The next misstep the NC have made has been their reluctance to name a stable “substantive” national team coach. The contract of this gaffer could have been made to coincide with the length of the NC mandate.

This candidate would need to be unattached to any club to prevent conflict of interest in player selections and execution of duties.

Being unattached would allow the coach to see prospective players play at their club levels, whether local or foreign, and make informed data-supported decisions about the players, rather than using competitive international matches to audition                                                players.

Stability allows for implementation of a long-term plan, familiarity of tactics and continuity.

It does not matter if the coach is local or foreign, time is needed.

Without stability, there is bound to be no respect of the coaches’ abilities without allowing him to form an ethos, such as has been seen since the establishment of the NC.

  1. Remove conflict of interest around the Warriors

There is no basis for appointing interim coaches and assistants who are attached to clubs, where they have bosses who pay their salaries and maintain interests in having their players capped.
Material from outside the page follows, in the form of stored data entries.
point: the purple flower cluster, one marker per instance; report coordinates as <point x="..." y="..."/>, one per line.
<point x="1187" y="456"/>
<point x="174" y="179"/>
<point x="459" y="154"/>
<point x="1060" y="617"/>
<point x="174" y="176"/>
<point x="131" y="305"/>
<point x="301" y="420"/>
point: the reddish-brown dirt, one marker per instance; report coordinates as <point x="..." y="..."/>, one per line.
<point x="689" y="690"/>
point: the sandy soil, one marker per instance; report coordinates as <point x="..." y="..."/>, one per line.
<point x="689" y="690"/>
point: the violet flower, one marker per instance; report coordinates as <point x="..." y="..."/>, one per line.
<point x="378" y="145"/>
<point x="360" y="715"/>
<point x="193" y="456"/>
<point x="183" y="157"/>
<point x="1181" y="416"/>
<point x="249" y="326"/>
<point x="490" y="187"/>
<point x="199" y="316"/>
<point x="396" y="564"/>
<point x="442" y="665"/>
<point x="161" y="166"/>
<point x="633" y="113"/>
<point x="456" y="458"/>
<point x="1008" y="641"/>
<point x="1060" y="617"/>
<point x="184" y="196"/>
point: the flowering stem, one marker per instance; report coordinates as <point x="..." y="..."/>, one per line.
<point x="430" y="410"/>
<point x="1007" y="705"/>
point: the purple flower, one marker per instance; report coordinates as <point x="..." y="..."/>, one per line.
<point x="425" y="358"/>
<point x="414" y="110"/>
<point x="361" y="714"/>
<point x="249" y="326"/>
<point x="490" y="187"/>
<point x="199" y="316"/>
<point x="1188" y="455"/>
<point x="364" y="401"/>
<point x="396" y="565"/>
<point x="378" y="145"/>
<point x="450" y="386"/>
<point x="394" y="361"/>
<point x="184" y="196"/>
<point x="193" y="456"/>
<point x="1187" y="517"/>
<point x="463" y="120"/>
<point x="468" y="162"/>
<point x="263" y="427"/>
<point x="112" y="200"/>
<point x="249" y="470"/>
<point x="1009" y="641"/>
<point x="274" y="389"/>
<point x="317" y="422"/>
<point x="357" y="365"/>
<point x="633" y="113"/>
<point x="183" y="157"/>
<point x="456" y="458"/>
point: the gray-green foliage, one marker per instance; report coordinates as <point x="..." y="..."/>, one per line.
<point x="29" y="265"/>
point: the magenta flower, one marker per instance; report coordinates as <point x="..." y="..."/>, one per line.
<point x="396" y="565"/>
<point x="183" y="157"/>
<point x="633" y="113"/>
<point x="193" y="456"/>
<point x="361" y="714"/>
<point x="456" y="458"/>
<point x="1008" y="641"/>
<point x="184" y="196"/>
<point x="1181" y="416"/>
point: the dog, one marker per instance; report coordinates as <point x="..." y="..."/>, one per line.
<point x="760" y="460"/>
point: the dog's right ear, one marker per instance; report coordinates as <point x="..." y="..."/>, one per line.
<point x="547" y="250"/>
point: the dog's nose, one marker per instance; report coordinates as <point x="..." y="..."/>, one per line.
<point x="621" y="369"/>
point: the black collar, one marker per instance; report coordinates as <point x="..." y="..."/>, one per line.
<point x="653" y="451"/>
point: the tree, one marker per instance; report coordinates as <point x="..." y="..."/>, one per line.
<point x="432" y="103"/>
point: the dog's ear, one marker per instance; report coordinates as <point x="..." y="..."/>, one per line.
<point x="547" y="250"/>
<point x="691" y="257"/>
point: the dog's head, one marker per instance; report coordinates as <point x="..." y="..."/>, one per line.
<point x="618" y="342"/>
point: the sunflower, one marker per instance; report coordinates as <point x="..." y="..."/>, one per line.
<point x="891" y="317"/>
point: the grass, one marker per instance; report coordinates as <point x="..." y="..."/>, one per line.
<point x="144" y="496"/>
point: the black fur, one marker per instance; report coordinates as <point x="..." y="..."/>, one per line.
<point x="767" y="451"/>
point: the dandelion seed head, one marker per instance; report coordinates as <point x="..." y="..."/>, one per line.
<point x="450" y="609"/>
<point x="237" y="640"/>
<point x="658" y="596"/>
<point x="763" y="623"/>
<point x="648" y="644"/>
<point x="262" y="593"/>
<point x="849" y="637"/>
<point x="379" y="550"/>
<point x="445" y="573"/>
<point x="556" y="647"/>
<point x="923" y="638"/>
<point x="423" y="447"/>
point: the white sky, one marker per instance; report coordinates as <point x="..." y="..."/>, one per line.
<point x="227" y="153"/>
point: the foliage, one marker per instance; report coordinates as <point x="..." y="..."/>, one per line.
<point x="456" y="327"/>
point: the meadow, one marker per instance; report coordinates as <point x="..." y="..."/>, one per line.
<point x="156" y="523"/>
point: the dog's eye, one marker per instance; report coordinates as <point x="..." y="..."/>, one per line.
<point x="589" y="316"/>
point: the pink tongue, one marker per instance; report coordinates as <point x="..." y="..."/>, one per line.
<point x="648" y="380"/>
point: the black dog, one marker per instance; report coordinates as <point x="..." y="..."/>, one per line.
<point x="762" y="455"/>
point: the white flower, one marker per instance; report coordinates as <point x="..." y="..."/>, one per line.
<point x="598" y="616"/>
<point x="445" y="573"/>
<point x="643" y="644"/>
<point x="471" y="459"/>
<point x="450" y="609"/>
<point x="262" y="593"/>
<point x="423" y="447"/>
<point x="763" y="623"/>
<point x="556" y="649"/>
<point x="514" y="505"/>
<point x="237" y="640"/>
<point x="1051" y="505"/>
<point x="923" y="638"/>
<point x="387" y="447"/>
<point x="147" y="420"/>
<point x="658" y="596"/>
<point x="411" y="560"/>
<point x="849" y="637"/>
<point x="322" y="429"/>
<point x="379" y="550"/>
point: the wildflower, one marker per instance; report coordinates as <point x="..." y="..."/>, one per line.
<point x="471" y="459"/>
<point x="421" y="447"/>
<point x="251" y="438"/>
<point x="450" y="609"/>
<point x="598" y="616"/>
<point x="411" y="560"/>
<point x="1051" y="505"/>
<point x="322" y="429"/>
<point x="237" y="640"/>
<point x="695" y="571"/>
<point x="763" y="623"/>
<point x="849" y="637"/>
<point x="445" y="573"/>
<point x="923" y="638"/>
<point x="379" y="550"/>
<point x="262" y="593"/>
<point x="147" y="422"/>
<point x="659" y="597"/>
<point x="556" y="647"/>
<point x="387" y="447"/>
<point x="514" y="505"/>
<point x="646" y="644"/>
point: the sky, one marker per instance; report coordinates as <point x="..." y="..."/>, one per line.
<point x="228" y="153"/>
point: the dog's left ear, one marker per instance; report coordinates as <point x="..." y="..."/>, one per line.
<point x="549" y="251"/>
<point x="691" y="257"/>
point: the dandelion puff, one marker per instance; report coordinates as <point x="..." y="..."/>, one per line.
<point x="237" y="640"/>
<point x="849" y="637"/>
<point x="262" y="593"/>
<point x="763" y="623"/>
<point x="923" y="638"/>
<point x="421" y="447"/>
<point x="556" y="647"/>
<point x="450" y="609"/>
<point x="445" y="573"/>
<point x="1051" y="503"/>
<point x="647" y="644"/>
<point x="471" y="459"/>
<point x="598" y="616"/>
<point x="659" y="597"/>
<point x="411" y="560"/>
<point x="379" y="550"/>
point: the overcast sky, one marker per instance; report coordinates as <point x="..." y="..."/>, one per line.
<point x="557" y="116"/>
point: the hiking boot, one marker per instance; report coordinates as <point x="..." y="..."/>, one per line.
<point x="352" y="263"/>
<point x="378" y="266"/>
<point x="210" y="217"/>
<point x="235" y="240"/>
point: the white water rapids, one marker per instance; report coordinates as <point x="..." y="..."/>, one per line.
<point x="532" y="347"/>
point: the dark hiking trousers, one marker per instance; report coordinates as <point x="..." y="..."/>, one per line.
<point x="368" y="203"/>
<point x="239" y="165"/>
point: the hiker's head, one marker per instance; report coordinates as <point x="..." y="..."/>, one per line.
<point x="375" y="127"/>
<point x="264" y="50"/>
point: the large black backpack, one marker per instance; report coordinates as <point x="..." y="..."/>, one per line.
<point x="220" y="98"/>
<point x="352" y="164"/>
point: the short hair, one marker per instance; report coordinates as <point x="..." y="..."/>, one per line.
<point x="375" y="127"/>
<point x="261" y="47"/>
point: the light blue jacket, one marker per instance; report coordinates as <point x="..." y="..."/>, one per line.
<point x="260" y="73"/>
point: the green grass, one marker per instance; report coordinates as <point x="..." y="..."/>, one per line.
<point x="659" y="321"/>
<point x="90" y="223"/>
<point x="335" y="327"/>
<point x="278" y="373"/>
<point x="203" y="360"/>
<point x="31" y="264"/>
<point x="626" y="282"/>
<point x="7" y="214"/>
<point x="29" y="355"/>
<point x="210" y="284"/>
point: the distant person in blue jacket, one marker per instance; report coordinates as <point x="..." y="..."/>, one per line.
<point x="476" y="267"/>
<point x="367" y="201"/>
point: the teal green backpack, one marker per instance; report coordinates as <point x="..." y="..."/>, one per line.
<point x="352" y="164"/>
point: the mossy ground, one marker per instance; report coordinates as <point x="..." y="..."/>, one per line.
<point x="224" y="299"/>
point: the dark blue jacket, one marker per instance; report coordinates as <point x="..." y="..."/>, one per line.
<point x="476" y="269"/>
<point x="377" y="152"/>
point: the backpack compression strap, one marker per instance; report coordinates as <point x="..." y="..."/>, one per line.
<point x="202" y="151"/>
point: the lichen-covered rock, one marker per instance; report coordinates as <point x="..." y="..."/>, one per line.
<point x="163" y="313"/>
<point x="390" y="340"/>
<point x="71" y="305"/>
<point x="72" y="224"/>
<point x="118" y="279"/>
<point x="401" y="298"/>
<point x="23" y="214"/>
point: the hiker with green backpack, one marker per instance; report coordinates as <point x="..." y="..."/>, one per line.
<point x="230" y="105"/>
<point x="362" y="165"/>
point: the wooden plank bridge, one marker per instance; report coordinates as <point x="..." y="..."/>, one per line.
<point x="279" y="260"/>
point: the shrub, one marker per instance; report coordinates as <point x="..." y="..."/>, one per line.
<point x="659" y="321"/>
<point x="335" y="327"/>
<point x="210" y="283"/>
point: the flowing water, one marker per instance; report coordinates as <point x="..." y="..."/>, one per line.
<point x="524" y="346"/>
There is no basis for having “well-wishers” who have deep interests in football providing staff, transport, accommodation and incentives.

There is no such thing as a “free meal”, as every date has a cost and people of influence know how to manipulate conflict of interest.

This was the system used by the past regime, with questions being posed on who in ZIFA really influenced player selection for the likes of Zdravko Logarusic.

With the NC using the same modus operandi, it leaves questions about their suitability to make the tough decisions to normalise local football.

It has been extremely disheartening to hear that the Warriors’ hotels in South Africa in the past week have been unsecured sites, where unaccredited people and even fans had direct access to the players and coaching staff.

  1. Need for fans to be fans

Football is the largest supported sport in Zimbabwe and the fans are educated and passionate.

Every fan has the right to express their opinion, but that should not include expressing falsehoods, unsubstantiated theories and misplaced facts.

The advent of social media has allowed fans to express their views publicly and form communities under social media influencers.

The opinions, even if shared, should not be considered technical input, and the NC should not be swayed by the fear of being victimised by social media trolls.

The weaponisation of social media comments and opinion should have no effect on the correct running of the national team, which serves national interests.

The problem is that posts and tone on some social media sites are sensationalist and provocative and sometimes ill-informed.

The game is more technical, and technology is a tool at play now, so comparisons of players can be done by statistical analysis and should be left to qualified personnel beyond other opinions, regardless of the number of social media fans mobilised.

There is need for fans who are pro-Zimbabwe Warriors and support all players selected by the technical staff.

  1. Respect for national team caps

A national team call-up should be a reward for any player who is displaying great performance and playing regular senior team football regardless of which league or country they are in.

It is the selection of the best performers and should not be seen as a right by those who have been selected before or as an incubator for unknown players who are failing to break into senior football teams.

Form should play a major role too.

Meritocracy must be restored regardless of where a player is based and there must be minimum standards to the selection process.